United States Patent 10,016,504: Scope, Claims, and Landscape Analysis

What is the core innovation protected by US Patent 10,016,504?

United States Patent 10,016,504, granted on July 10, 2018, to Bristol-Myers Squibb Company, protects a method of treating a patient with a PD-1-mediated condition using an anti-PD-1 antibody. The method involves administering a therapeutically effective amount of an anti-PD-1 antibody to a patient diagnosed with or at risk of developing a PD-1-mediated condition. The patent defines the anti-PD-1 antibody as having specific characteristics, including binding to human PD-1 with a dissociation equilibrium constant (KD) of 10 nanomolar (nM) or less and having a half-life in cynomolgus monkeys of at least 10 days. The patent also specifies certain amino acid sequences for the antibody's complementarity-determining regions (CDRs). The PD-1-mediated conditions are broadly defined to include cancer and infectious diseases [1].

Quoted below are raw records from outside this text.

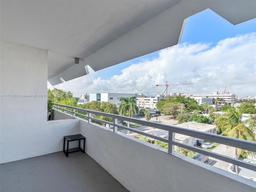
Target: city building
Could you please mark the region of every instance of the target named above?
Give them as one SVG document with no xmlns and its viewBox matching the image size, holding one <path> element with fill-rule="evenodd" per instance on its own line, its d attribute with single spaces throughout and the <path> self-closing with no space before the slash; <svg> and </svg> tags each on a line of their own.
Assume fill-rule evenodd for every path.
<svg viewBox="0 0 256 192">
<path fill-rule="evenodd" d="M 209 133 L 217 133 L 216 125 L 199 123 L 195 122 L 189 122 L 179 124 L 179 127 L 195 131 L 202 131 Z M 202 143 L 204 140 L 181 134 L 175 134 L 175 140 L 184 144 L 194 146 L 198 143 Z"/>
<path fill-rule="evenodd" d="M 256 18 L 255 1 L 0 3 L 2 192 L 255 191 L 253 181 L 174 153 L 172 147 L 181 143 L 172 140 L 173 131 L 205 138 L 202 132 L 93 111 L 83 113 L 85 117 L 82 119 L 77 113 L 79 109 L 82 115 L 84 109 L 71 107 L 71 110 L 56 104 L 54 118 L 47 121 L 47 81 L 55 85 L 88 74 L 88 65 L 99 71 L 177 45 L 186 26 L 184 21 L 206 9 L 213 10 L 230 25 L 251 20 Z M 101 87 L 98 85 L 98 92 L 103 91 Z M 97 119 L 99 115 L 111 117 L 114 129 L 94 123 L 106 122 Z M 129 129 L 118 124 L 121 121 L 170 130 L 169 140 L 161 140 L 169 143 L 168 149 L 118 132 L 117 127 Z M 85 153 L 67 157 L 63 137 L 75 134 L 86 138 Z M 256 152 L 255 142 L 214 135 L 214 142 Z M 70 144 L 75 150 L 78 146 Z M 256 171 L 252 164 L 207 152 Z"/>
<path fill-rule="evenodd" d="M 117 106 L 120 104 L 119 100 L 121 98 L 129 98 L 134 97 L 136 100 L 136 94 L 106 93 L 101 93 L 100 95 L 101 102 L 109 102 Z"/>
<path fill-rule="evenodd" d="M 90 102 L 97 101 L 100 102 L 101 93 L 90 93 Z"/>
<path fill-rule="evenodd" d="M 84 104 L 90 102 L 90 95 L 87 93 L 83 94 L 78 101 L 77 101 L 77 104 Z"/>
<path fill-rule="evenodd" d="M 180 93 L 180 92 L 173 92 L 169 94 L 169 96 L 183 96 L 188 97 L 189 96 L 187 93 Z"/>
<path fill-rule="evenodd" d="M 164 99 L 164 96 L 163 95 L 158 94 L 155 97 L 147 97 L 143 94 L 138 94 L 137 104 L 139 108 L 156 109 L 156 103 Z"/>
<path fill-rule="evenodd" d="M 190 97 L 190 98 L 194 99 L 199 105 L 212 105 L 213 98 L 205 97 Z"/>
<path fill-rule="evenodd" d="M 191 97 L 196 100 L 199 100 L 202 98 L 219 99 L 219 101 L 217 101 L 218 104 L 230 105 L 232 106 L 234 106 L 235 103 L 237 102 L 237 97 L 234 93 L 228 92 L 219 93 L 218 91 L 215 91 L 213 94 L 193 94 Z"/>
</svg>

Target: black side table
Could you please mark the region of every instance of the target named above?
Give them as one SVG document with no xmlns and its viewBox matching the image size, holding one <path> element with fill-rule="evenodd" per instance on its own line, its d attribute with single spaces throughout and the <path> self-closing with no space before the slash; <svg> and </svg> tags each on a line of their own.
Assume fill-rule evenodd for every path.
<svg viewBox="0 0 256 192">
<path fill-rule="evenodd" d="M 83 140 L 84 140 L 84 149 L 81 148 L 81 141 Z M 67 150 L 65 150 L 65 141 L 67 141 Z M 70 141 L 79 141 L 79 147 L 69 149 L 69 144 Z M 64 136 L 64 140 L 63 143 L 63 152 L 65 154 L 67 157 L 68 157 L 68 154 L 82 151 L 83 153 L 85 153 L 85 138 L 81 134 L 75 134 L 75 135 L 67 135 Z"/>
</svg>

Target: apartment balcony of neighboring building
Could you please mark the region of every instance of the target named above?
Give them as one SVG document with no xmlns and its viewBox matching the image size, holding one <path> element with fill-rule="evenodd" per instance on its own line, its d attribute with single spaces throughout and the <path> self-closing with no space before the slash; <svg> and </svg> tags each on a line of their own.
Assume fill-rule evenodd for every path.
<svg viewBox="0 0 256 192">
<path fill-rule="evenodd" d="M 255 142 L 56 103 L 52 119 L 47 121 L 47 83 L 64 83 L 65 87 L 65 82 L 86 75 L 91 70 L 99 71 L 176 45 L 184 20 L 206 9 L 234 25 L 254 18 L 256 2 L 0 3 L 1 192 L 255 191 L 251 177 L 248 179 L 179 155 L 174 147 L 255 172 L 253 164 L 173 138 L 175 134 L 183 134 L 256 152 Z M 134 83 L 116 80 L 124 87 Z M 97 83 L 97 79 L 94 81 Z M 84 86 L 90 86 L 91 81 L 86 78 Z M 109 86 L 115 88 L 115 85 Z M 98 84 L 97 89 L 98 93 L 105 91 L 102 85 Z M 91 99 L 100 101 L 100 94 L 90 94 Z M 167 131 L 168 138 L 122 124 L 127 122 Z M 167 148 L 122 130 L 159 140 L 167 143 Z M 67 157 L 62 151 L 63 137 L 78 134 L 86 138 L 85 153 L 71 153 Z M 77 146 L 74 141 L 69 147 Z"/>
</svg>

What are the key claims of the patent?

The patent contains multiple claims, with Claim 1 serving as the foundational independent claim. The claims can be categorized as follows:

Method of Treatment Claims:

• Claim 1: This is the primary method of treatment claim. It covers a method for treating a patient with a PD-1-mediated condition. The method involves administering a therapeutically effective amount of an anti-PD-1 antibody. Key defining features of the antibody include its binding affinity to human PD-1 (KD ≤ 10 nM) and its pharmacokinetic profile in cynomolgus monkeys (half-life ≥ 10 days).
• Claim 2: Dependent on Claim 1, this claim further specifies that the anti-PD-1 antibody is a humanized antibody.
• Claim 3: Dependent on Claim 1, this claim specifies that the anti-PD-1 antibody is a human antibody.
• Claim 4: Dependent on Claim 1, this claim defines the antibody as comprising specific heavy and light chain variable region amino acid sequences, or CDRs, as set forth in the patent.
• Claim 5: Dependent on Claim 1, this claim specifies that the PD-1-mediated condition is cancer.
• Claim 6: Dependent on Claim 5, this claim lists specific types of cancer, including but not limited to melanoma, non-small cell lung cancer (NSCLC), renal cell carcinoma, bladder cancer, and colorectal cancer.
• Claim 7: Dependent on Claim 5, this claim specifies that the cancer is a solid tumor.
• Claim 8: Dependent on Claim 1, this claim specifies that the PD-1-mediated condition is an infectious disease.
• Claim 9: Dependent on Claim 8, this claim lists specific types of infectious diseases, including but not limited to HIV, hepatitis B, and hepatitis C.

Antibody Claims:

• Claim 10: This independent claim covers an anti-PD-1 antibody characterized by its binding affinity to human PD-1 (KD ≤ 10 nM) and its half-life in cynomolgus monkeys (≥ 10 days).
• Claim 11: Dependent on Claim 10, this claim specifies that the antibody is a humanized antibody.
• Claim 12: Dependent on Claim 10, this claim specifies that the antibody is a human antibody.
• Claim 13: Dependent on Claim 10, this claim specifies that the antibody comprises specific heavy and light chain variable region amino acid sequences, or CDRs, as set forth in the patent.
• Claim 14: Dependent on Claim 10, this claim describes the antibody further by reference to specific figures within the patent document, which illustrate particular CDR sequences.

Formulation Claims:

• Claim 15: This independent claim covers a pharmaceutical composition comprising an anti-PD-1 antibody as defined in Claim 10 and a pharmaceutically acceptable carrier.
• Claim 16: Dependent on Claim 15, this claim specifies that the pharmaceutical composition further comprises one or more additional therapeutic agents.
• Claim 17: Dependent on Claim 16, this claim lists examples of additional therapeutic agents, such as chemotherapy agents, other antibodies, or cytokines.

Summary of Claim Scope:

The patent broadly claims methods of treating PD-1-mediated conditions using an anti-PD-1 antibody with specific in vitro binding and in vivo pharmacokinetic properties. It also claims the antibody itself and pharmaceutical compositions containing it. The claims are drafted to encompass a range of PD-1-mediated conditions, particularly cancers, and allow for co-administration with other therapies. The specific antibody sequence information provided in some dependent claims further narrows the scope for those particular embodiments.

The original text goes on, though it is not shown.